Lactose intolerance is caused by the loss of lactase enzyme activity. Understanding how the body stops making lactase has far-reaching implications. If Sibley can learn how to turn on the expression of critical digestive enzymes in regions of the gut where they are normally silent, his research could make the difference between eating normally and long-term intravenous nutrition for infants who have lost part of their bowel due to necrotizing enterocolitis.
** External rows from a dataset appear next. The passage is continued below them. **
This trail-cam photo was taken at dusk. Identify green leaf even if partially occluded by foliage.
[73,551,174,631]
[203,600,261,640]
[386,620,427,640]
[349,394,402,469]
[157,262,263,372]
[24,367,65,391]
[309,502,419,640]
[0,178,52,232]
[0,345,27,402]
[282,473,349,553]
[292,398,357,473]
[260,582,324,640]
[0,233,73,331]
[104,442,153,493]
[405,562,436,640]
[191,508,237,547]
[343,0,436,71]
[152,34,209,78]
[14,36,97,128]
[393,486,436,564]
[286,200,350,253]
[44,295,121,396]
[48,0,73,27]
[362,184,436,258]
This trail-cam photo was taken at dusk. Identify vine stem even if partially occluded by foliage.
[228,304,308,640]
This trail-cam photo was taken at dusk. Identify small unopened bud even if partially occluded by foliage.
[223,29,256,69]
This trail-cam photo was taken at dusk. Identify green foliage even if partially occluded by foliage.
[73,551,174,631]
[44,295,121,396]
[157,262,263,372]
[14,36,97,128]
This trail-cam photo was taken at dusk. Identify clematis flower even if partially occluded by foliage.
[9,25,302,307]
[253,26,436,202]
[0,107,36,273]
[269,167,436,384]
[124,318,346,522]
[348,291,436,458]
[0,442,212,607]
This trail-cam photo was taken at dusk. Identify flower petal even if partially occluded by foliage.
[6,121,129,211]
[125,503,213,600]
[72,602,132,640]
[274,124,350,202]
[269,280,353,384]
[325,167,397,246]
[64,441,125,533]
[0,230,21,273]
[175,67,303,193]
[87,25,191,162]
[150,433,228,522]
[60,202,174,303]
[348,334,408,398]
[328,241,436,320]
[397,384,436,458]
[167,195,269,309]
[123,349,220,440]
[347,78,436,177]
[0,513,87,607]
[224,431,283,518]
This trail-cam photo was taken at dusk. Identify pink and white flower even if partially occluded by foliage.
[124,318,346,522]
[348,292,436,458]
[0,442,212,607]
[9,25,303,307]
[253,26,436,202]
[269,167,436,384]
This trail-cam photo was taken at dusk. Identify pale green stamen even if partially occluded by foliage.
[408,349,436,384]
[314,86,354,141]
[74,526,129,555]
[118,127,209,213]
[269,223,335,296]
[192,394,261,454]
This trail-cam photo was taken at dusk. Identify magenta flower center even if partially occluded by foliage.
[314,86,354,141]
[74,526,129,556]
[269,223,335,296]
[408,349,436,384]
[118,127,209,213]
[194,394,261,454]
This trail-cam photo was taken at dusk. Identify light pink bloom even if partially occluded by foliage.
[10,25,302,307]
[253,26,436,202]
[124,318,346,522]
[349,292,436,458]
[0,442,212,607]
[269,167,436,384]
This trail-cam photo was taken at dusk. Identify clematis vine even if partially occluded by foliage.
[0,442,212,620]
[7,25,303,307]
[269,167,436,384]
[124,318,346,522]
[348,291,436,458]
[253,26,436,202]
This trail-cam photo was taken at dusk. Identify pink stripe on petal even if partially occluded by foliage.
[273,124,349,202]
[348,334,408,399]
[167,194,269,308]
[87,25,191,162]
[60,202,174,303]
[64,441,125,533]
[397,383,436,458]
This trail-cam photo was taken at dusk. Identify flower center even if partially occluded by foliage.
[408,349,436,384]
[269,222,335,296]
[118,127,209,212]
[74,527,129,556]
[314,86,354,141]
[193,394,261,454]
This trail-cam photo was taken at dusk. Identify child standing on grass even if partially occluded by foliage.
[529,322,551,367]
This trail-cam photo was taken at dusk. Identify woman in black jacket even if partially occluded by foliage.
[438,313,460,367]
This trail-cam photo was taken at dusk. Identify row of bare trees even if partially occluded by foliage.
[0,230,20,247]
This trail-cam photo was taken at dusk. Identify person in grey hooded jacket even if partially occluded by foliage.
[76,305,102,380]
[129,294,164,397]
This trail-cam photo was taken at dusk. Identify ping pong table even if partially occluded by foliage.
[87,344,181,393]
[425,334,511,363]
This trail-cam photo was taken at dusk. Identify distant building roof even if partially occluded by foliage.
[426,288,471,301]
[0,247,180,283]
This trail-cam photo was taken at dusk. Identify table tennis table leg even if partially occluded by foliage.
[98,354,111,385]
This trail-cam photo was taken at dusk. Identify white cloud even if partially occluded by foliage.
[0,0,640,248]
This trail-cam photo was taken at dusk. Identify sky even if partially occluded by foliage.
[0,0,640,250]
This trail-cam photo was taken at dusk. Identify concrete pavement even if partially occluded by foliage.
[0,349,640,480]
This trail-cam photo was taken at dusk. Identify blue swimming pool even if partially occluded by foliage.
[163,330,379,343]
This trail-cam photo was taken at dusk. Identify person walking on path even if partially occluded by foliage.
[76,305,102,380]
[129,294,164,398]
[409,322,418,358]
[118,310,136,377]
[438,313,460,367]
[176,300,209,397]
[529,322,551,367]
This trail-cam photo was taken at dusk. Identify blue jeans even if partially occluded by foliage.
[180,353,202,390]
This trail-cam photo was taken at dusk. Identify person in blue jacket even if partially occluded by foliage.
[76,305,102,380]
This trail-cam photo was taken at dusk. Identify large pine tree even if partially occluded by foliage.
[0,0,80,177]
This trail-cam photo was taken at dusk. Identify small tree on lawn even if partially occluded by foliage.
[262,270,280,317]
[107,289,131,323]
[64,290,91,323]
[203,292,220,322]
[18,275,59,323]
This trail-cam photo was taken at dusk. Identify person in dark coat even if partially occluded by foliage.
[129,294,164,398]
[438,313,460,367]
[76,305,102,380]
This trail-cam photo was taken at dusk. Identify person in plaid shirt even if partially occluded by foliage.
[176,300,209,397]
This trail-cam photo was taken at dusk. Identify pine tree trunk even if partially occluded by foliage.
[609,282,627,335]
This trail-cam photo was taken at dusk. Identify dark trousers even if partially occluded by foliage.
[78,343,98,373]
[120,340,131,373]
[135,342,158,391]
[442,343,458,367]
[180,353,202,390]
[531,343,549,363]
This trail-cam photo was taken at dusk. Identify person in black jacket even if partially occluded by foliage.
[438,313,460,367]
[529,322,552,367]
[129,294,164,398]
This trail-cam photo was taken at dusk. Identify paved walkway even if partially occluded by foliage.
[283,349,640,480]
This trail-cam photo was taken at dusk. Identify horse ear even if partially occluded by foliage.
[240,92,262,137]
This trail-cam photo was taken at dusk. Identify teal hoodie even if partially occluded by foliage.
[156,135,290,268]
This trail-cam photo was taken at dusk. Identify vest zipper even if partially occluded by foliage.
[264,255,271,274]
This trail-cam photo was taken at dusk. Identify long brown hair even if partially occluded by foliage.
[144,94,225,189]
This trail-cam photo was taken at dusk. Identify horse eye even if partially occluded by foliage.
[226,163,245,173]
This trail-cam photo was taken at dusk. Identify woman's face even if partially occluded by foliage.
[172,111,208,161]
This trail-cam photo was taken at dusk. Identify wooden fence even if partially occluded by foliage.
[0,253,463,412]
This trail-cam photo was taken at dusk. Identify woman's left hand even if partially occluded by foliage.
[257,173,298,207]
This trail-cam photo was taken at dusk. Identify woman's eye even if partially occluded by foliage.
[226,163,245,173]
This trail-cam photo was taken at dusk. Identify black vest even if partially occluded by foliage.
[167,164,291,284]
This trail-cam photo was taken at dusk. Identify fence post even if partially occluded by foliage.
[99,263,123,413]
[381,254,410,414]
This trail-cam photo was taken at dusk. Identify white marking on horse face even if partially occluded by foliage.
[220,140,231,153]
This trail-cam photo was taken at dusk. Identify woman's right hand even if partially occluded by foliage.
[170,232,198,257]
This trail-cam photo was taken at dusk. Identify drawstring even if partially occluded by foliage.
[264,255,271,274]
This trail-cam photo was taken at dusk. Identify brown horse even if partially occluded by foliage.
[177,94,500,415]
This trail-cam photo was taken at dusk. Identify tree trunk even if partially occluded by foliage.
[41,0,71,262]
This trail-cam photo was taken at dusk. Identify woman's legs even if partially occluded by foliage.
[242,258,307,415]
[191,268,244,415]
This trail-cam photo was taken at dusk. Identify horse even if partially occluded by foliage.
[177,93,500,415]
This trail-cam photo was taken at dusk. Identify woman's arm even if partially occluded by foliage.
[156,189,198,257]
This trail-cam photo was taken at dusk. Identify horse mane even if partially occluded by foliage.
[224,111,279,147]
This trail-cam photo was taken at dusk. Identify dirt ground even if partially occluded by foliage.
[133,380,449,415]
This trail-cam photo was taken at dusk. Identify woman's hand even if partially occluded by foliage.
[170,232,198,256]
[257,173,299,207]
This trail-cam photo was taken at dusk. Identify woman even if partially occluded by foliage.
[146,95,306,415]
"Many enzymes, like lactase, are expressed in the middle segment of the gut," says Sibley. "If we can identify a common mechanism of gene expression, we may be able to increase the expression of digestive enzymes in other parts of the gut and potentially treat these infants' bowel problems."

The intestine's large absorptive surface also makes it an attractive target for gene therapy that ultimately could be used to treat a variety of diseases. Theoretically, a patient could swallow a capsule containing a specially packaged piece of DNA that would set up residence in the lining of the intestine and deliver the missing protein directly into the blood supply.

"The more we know about intestinal-specific gene expression, the more helpful it is to eventual gene therapy in the bowel," says Sibley. "The bowel is an attractive target for gene transfer, but we need to understand how to turn the genes on and off to maximize the treatment's effectiveness."